Health: How poverty can affect the physical and mental wellbeing of individuals

  • 1 in 10 Canadians cannot afford to fill their medical prescriptions. Canada is the only industrialized country with a universal healthcare system but without a national pharmacare policy.
  • A McMaster University study found a 21-year difference in life expectancy between the poorest and wealthiest residents of Hamilton, Ontario.
  • Researchers have found that men in the wealthiest 20% of neighbourhoods in Canada live on average more than four years longer than men in the poorest 20% of neighbourhoods.
  • Estimates place the cost of socio-economic disparities in the health system to be 20% of all healthcare spending.
  • It has been estimated that $1 invested in the early years of a child’s life can save up to $9 in future spending in the healthcare system.
  • Food insufficient households were 80% more likely to report having diabetes, 60% more likely to report high blood pressure, and 70% more likely to report food allergies.

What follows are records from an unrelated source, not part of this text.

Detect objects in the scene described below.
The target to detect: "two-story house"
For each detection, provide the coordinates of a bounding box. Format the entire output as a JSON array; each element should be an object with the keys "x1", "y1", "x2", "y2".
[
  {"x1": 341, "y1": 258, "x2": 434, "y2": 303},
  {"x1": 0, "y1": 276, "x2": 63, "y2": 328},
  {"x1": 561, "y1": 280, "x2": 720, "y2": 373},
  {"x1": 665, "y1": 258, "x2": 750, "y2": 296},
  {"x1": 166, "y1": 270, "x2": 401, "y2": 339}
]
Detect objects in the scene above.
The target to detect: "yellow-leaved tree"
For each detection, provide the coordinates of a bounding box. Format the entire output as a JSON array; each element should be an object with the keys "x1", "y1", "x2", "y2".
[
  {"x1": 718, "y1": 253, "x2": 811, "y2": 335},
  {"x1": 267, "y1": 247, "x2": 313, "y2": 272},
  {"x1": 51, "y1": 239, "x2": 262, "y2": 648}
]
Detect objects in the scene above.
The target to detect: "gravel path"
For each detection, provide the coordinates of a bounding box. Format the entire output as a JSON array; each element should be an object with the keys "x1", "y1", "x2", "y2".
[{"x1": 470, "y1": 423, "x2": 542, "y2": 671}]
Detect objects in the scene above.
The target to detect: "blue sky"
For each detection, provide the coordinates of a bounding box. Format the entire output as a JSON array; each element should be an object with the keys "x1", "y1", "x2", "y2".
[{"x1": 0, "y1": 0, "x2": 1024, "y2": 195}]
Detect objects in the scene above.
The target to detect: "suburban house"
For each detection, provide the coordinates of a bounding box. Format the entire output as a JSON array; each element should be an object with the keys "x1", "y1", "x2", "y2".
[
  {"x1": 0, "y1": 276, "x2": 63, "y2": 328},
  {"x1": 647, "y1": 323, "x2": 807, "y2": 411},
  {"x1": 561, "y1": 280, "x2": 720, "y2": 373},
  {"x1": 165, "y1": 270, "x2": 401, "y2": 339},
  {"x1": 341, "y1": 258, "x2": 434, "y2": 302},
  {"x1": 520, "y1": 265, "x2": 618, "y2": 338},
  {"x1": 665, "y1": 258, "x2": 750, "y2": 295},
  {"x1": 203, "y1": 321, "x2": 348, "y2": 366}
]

Housing: Statistics about homelessness and precarious housing in Canada

  • 3 million Canadian households are precariously housed (living in unaffordable, below standards, and/or overcrowded housing conditions).
  • An estimated 235,000 people in Canada experienced homelessness in 2014, with roughly 35,000 people being homeless on any given night.
  • Almost 1 in every 5 households experience serious housing affordability issues (spending over 50% of their low income on rent) which puts them at risk of homelessness.
  • The United Nations Committee on Economic, Social and Cultural Rights has described the lack of a national housing and homelessness strategy in Canada as a “national emergency”.
  • Three-quarters of Yukon’s population live in Whitehorse where the average price of housing increased 80% over six years.
  • Estimates place the number of homeless individuals living with a disability or mental illness as high as 45% of the overall homeless population.
  • In Toronto, there were 5,219 people who were homeless in 2013 (the latest available data). Roughly half of the homeless population were on wait lists for affordable housing during the same period.
  • Canada Mortgage and Housing Corporation predicts that its major national housing program funding will fall from $3.04 billion (2010) to $1.68 billion by 2017 — a $1.36 billion difference.
  • There are roughly 380,600 households living in severe housing need in Canada.
  • According to new research, spending $10 on housing and support for high-need chronically homeless individuals resulted in almost $22 of savings related to health care, social supports, housing, and the justice system.
  • Youth aged 16-24 make up about 20% of the homeless population

Child Poverty: The number or percentage of people under the age of 18 living in poverty

  • 546,000 children across the country live in conditions of poverty.
  • 20.4% of children in British Columbia live in poverty.
  • 1 in 5 Edmontonian children (under the age of 18) live in poverty, which increases to 1 in 3 children in single-parent families.
  • 40% of indigenous children in Canada live in poverty.
  • 8% of food bank users across Canada are children.
  • About 1 in 7 users of shelters is a child.